Provenance by Lanley Salisbury & Aly Sujo
And now for something completely different!
This is a madcap, true story about a con artist who infiltrated the Tate Museum so he could sell his forged masters to the art world.
Let’s start with the title.
An artwork’s provenance is the uninterrupted paper trail that traces it back to its original painter. It’s what justifies the crazy money you’re paying because you absolutely have to have the painting on your wall.
The brilliance and couldn’t-give-a-shitness of the con artist, John Drewe, is gobsmacking. He had a sociopath’s nose for human weakness. Vulnerabilities, egos, or just plain need for money, he did what it took to pull his marks into his web – from the struggling artist who painted the forgeries for him, to those running the archives at the Tate and V&A museums in London, under whose noses he fudged records to match the forgeries he was selling.
John Drewe understood the psychology behind world-class museums and billionaires falling so hard in want with a masterpiece that they believed the paperwork he put in front of them, when a simple lab test would have revealed that the oil paint on that Monet was actually a mixture of KY Jelly and DIY-store emulsion paint.

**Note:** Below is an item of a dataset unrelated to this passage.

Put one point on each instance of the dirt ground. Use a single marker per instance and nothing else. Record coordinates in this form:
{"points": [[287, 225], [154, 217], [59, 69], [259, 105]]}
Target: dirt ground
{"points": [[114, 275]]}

John Drewe duped the art world because he could, because he was addicted to the con, and the rush of seeing arty-farty professionals go weak at the knees for “his” paintings. Ten years and two hundred paintings later, he was exposed thanks to the gut feel of a woman from the Giacometti Association in Paris, and the doggedness of the chief of Scotland Yard’s Art and Antiques Squad.
It’s brilliantly told and reads like a thriller… but you’ll never look at a famous painting again without wondering if it’s real.